Research & Papers

LiftQuant: Continuous Bit-Width Quantization Fits 70B LLM to 24GB GPU

Breakthrough method enables fractional bit-widths, compressing 70B models to 2.4 bits with top performance.

Deep Dive

Traditional quantization methods are limited to rigid integer bit-widths (e.g., 2, 3 bits), creating a 'deployment gap' where large language models cannot be optimally fitted to available memory. LiftQuant, accepted as an ICML 2026 Spotlight paper, solves this by introducing a continuous bit-width framework. Its core innovation is a 'lift-then-project' mechanism: weight vectors are approximated by projecting a simple 1-bit lattice from a higher-dimensional 'lifted' space. The effective bit-width becomes a ratio of lifted to original dimensions, allowing quasi-continuous tuning. This produces a structured, non-uniform codebook akin to vector quantization (VQ) but remains hardware-friendly by relying solely on linear transformations and uniform quantizers.

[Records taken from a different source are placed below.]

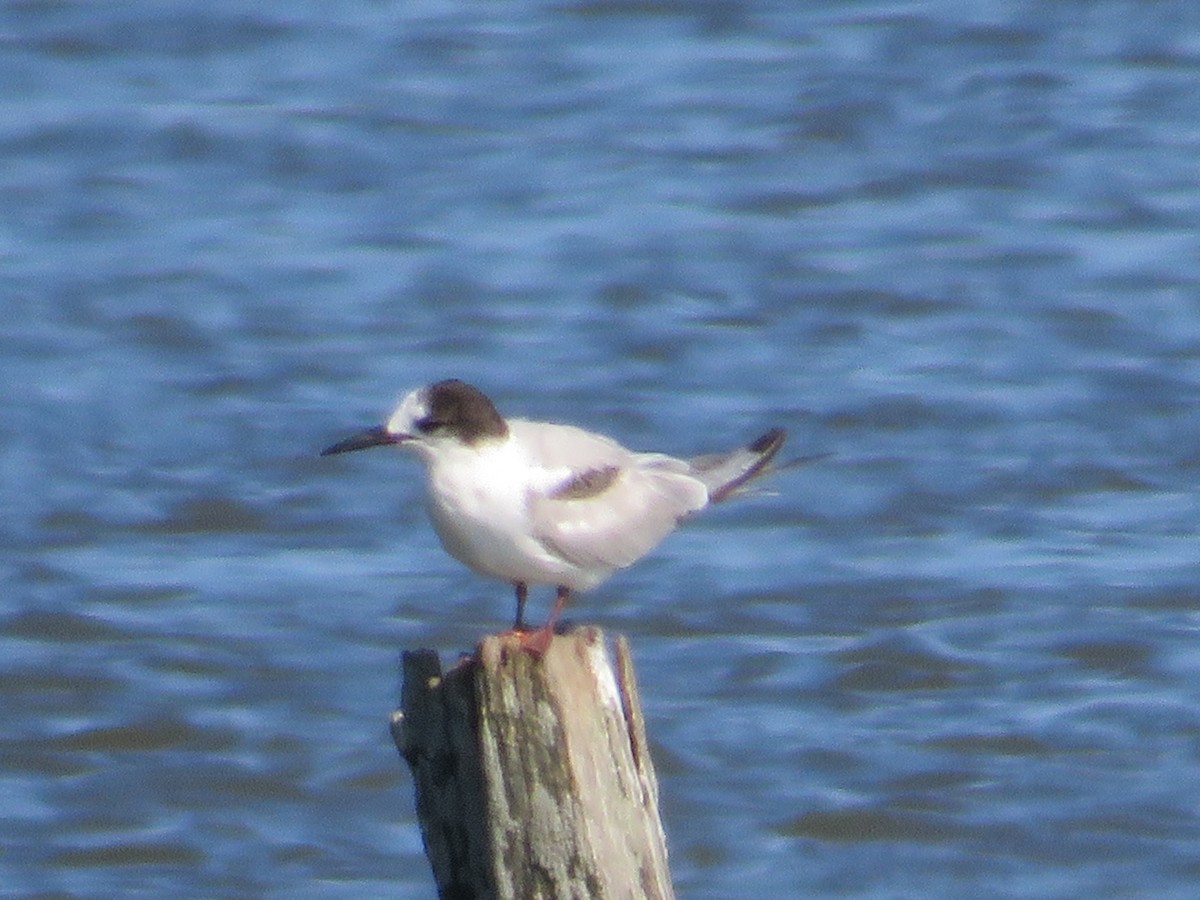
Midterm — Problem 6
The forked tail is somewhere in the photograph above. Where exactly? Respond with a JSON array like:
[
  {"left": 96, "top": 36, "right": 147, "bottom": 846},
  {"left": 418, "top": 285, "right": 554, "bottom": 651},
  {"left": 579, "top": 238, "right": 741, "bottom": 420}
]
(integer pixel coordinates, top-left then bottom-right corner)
[{"left": 688, "top": 428, "right": 801, "bottom": 503}]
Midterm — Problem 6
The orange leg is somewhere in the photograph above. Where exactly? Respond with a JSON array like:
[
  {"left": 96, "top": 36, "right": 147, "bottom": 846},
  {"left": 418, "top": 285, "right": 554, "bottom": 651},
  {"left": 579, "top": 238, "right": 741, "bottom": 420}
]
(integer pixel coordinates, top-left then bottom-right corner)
[
  {"left": 512, "top": 581, "right": 529, "bottom": 631},
  {"left": 521, "top": 584, "right": 571, "bottom": 656}
]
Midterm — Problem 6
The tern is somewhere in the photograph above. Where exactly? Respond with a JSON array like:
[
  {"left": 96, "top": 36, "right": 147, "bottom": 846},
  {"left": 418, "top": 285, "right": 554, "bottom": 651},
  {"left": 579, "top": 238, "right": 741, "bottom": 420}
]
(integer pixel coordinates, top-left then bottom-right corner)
[{"left": 320, "top": 378, "right": 801, "bottom": 656}]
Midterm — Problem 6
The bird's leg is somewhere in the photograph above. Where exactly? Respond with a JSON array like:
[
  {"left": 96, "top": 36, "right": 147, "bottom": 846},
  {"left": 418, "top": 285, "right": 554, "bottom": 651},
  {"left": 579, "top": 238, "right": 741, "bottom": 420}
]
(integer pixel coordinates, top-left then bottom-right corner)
[
  {"left": 512, "top": 581, "right": 529, "bottom": 631},
  {"left": 521, "top": 584, "right": 571, "bottom": 656}
]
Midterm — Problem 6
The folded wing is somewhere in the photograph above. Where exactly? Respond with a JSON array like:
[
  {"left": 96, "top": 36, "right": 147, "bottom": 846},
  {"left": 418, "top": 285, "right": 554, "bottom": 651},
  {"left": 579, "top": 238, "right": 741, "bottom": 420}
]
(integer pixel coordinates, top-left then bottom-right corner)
[{"left": 529, "top": 454, "right": 708, "bottom": 569}]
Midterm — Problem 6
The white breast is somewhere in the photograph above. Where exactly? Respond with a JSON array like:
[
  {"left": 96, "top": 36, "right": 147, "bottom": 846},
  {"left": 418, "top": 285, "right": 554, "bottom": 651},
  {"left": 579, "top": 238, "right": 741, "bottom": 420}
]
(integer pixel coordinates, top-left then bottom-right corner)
[{"left": 427, "top": 440, "right": 602, "bottom": 588}]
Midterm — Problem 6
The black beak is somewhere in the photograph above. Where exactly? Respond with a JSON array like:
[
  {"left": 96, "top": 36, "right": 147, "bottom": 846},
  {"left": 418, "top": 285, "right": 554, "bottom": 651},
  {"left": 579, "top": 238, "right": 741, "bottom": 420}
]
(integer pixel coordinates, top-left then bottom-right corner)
[{"left": 320, "top": 425, "right": 406, "bottom": 456}]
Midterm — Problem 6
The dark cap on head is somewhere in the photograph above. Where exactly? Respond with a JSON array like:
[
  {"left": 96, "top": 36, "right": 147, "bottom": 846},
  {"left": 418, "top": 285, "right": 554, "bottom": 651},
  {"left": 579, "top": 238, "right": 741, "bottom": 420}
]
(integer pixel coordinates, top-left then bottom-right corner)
[{"left": 416, "top": 378, "right": 509, "bottom": 444}]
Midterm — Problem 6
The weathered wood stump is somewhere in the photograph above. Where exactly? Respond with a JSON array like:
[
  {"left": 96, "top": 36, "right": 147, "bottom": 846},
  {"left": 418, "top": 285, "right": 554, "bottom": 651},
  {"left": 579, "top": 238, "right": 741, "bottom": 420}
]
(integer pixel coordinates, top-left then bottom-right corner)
[{"left": 392, "top": 628, "right": 674, "bottom": 900}]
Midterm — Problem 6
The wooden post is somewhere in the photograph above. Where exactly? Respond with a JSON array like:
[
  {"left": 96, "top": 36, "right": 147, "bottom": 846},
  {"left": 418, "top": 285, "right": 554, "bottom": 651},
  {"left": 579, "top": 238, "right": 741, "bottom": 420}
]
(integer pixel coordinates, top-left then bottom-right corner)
[{"left": 392, "top": 628, "right": 674, "bottom": 900}]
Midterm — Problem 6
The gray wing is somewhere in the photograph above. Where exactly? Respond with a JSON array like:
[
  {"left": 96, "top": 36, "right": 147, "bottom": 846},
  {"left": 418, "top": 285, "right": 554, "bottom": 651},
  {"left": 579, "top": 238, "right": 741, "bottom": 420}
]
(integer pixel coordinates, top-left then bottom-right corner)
[
  {"left": 529, "top": 466, "right": 708, "bottom": 569},
  {"left": 510, "top": 422, "right": 708, "bottom": 569}
]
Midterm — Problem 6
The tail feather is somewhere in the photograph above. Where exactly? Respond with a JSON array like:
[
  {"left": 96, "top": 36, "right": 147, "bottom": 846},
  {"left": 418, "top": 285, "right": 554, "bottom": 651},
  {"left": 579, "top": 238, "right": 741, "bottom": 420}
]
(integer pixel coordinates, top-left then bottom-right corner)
[{"left": 688, "top": 428, "right": 792, "bottom": 503}]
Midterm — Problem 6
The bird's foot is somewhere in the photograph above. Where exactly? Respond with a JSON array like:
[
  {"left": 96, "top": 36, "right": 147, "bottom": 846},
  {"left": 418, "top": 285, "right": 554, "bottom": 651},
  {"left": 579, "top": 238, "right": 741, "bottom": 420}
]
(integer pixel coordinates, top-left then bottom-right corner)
[{"left": 520, "top": 625, "right": 554, "bottom": 659}]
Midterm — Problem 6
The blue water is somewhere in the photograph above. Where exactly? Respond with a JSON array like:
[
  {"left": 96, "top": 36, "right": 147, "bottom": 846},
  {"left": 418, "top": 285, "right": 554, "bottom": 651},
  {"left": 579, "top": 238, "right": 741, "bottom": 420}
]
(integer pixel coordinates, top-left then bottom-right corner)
[{"left": 7, "top": 0, "right": 1200, "bottom": 900}]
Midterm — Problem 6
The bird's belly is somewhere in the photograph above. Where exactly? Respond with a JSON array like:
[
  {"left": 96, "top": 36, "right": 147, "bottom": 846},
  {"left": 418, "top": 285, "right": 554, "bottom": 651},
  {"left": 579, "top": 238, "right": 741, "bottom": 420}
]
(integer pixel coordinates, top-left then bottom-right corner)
[{"left": 428, "top": 481, "right": 580, "bottom": 587}]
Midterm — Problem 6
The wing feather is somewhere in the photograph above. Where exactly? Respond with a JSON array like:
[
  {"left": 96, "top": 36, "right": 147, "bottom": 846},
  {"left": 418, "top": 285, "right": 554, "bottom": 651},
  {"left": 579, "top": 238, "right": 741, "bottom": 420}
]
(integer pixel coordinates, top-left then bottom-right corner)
[{"left": 529, "top": 466, "right": 708, "bottom": 569}]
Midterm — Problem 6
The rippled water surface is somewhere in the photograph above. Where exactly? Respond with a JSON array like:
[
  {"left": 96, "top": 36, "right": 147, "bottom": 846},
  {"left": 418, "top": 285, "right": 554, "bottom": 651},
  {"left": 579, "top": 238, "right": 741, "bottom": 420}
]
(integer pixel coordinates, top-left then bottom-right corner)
[{"left": 7, "top": 0, "right": 1200, "bottom": 900}]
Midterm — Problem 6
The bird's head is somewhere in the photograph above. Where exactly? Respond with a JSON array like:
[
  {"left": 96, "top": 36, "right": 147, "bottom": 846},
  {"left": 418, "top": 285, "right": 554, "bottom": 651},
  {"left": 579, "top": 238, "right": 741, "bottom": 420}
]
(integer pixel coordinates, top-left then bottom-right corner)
[{"left": 320, "top": 378, "right": 509, "bottom": 457}]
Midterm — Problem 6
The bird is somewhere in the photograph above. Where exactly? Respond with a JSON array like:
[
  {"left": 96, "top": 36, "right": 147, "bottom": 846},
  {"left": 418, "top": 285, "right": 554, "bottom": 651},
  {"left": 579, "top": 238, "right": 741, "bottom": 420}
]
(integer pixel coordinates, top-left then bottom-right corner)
[{"left": 320, "top": 378, "right": 817, "bottom": 656}]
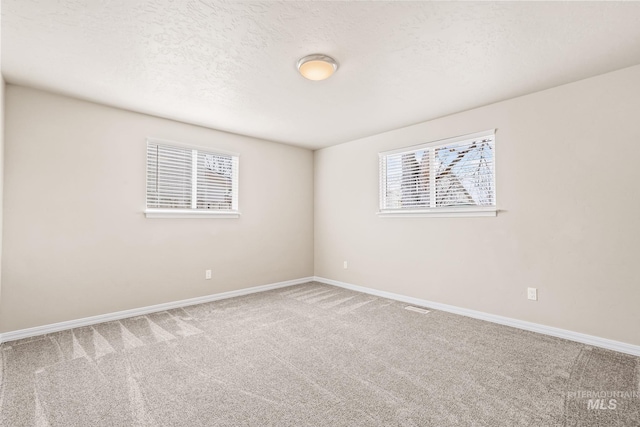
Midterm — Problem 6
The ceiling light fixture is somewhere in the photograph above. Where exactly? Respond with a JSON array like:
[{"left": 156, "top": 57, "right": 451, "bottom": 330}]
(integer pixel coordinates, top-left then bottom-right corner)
[{"left": 298, "top": 53, "right": 338, "bottom": 81}]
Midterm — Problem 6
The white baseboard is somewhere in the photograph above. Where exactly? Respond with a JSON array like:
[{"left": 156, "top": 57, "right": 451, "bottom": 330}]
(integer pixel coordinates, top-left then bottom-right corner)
[
  {"left": 0, "top": 277, "right": 313, "bottom": 343},
  {"left": 313, "top": 276, "right": 640, "bottom": 356}
]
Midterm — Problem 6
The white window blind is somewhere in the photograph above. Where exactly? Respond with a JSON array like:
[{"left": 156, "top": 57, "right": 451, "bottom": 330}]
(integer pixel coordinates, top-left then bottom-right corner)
[
  {"left": 146, "top": 140, "right": 239, "bottom": 216},
  {"left": 380, "top": 131, "right": 496, "bottom": 214}
]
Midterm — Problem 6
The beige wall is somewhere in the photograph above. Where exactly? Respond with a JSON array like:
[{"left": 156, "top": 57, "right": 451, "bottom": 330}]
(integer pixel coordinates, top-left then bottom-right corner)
[
  {"left": 0, "top": 85, "right": 313, "bottom": 332},
  {"left": 315, "top": 66, "right": 640, "bottom": 345},
  {"left": 0, "top": 76, "right": 5, "bottom": 304}
]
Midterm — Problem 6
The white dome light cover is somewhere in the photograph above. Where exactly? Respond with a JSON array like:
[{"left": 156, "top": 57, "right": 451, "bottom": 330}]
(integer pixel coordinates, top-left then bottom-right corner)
[{"left": 298, "top": 53, "right": 338, "bottom": 81}]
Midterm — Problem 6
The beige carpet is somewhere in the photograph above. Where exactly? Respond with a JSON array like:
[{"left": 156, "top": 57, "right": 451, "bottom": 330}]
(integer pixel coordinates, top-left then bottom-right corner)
[{"left": 0, "top": 283, "right": 640, "bottom": 427}]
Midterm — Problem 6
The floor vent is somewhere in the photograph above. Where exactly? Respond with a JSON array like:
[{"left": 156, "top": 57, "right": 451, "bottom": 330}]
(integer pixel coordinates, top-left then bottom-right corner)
[{"left": 404, "top": 305, "right": 429, "bottom": 314}]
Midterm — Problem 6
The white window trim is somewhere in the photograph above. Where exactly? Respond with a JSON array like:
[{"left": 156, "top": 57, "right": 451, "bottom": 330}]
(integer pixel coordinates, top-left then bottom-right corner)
[
  {"left": 377, "top": 206, "right": 498, "bottom": 218},
  {"left": 143, "top": 137, "right": 241, "bottom": 218},
  {"left": 376, "top": 129, "right": 498, "bottom": 218},
  {"left": 144, "top": 208, "right": 240, "bottom": 218}
]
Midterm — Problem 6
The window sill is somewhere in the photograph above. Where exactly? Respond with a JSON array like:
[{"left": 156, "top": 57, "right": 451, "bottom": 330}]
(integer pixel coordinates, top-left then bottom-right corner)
[
  {"left": 144, "top": 209, "right": 240, "bottom": 218},
  {"left": 378, "top": 206, "right": 498, "bottom": 218}
]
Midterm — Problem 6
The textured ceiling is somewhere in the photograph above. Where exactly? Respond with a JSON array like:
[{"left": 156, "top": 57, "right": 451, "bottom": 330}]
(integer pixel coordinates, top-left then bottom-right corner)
[{"left": 2, "top": 0, "right": 640, "bottom": 148}]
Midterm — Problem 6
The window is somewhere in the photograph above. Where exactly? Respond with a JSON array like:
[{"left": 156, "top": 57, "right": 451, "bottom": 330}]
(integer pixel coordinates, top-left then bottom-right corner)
[
  {"left": 145, "top": 139, "right": 239, "bottom": 218},
  {"left": 380, "top": 130, "right": 496, "bottom": 216}
]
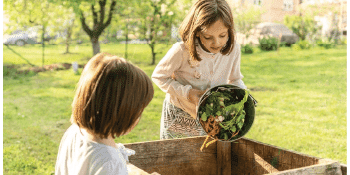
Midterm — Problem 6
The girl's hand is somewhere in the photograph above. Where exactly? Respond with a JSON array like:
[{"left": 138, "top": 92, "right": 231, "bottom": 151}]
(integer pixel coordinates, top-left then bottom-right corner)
[{"left": 188, "top": 89, "right": 206, "bottom": 108}]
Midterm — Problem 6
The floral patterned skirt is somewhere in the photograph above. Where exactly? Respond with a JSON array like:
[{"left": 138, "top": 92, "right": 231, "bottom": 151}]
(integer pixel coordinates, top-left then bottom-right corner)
[{"left": 160, "top": 98, "right": 207, "bottom": 139}]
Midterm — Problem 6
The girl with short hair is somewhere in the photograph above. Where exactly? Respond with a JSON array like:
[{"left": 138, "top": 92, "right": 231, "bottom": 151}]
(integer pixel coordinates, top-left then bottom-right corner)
[{"left": 55, "top": 53, "right": 154, "bottom": 175}]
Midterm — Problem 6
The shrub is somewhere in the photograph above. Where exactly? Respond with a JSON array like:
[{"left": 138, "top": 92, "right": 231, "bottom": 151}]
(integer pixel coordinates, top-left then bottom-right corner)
[
  {"left": 283, "top": 15, "right": 322, "bottom": 40},
  {"left": 241, "top": 44, "right": 254, "bottom": 54},
  {"left": 294, "top": 40, "right": 311, "bottom": 49},
  {"left": 259, "top": 36, "right": 278, "bottom": 51},
  {"left": 316, "top": 39, "right": 335, "bottom": 49}
]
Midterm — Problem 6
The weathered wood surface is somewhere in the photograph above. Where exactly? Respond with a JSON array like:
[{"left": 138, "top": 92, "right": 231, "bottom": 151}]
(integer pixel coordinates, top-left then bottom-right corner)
[
  {"left": 125, "top": 137, "right": 347, "bottom": 175},
  {"left": 340, "top": 163, "right": 348, "bottom": 175},
  {"left": 272, "top": 160, "right": 342, "bottom": 175},
  {"left": 216, "top": 141, "right": 231, "bottom": 175},
  {"left": 125, "top": 137, "right": 217, "bottom": 175},
  {"left": 127, "top": 163, "right": 150, "bottom": 175}
]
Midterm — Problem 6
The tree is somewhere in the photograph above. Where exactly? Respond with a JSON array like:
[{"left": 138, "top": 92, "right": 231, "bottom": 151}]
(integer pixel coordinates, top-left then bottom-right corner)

Practical impact is transformative: a 70B model can be compressed to 2.4 bits to precisely fit a 24GB GPU, where it significantly surpasses the performance of state-of-the-art 2-bit models on the same device. This flexibility unlocks the ability to optimize memory-performance trade-offs for any GPU budget, enabling deployment of massive LLMs on consumer hardware without sacrificing quality. The authors have released code and checkpoints, making this approach immediately usable for researchers and engineers.

Key Points
  • LiftQuant uses a 'lift-then-project' mechanism to achieve quasi-continuous bit-widths, e.g., 2.4 bits, by varying the lifted dimension ratio.
  • Enables a 70B parameter LLM to be compressed to exactly fit a 24GB GPU while outperforming leading 2-bit quantization methods.
  • Method is hardware-friendly: decoding uses only linear transformations and 1-bit uniform quantizers, avoiding complex non-linear operations.

Why It Matters

Enables optimal memory-performance trade-offs, allowing large LLMs to run efficiently on consumer GPUs.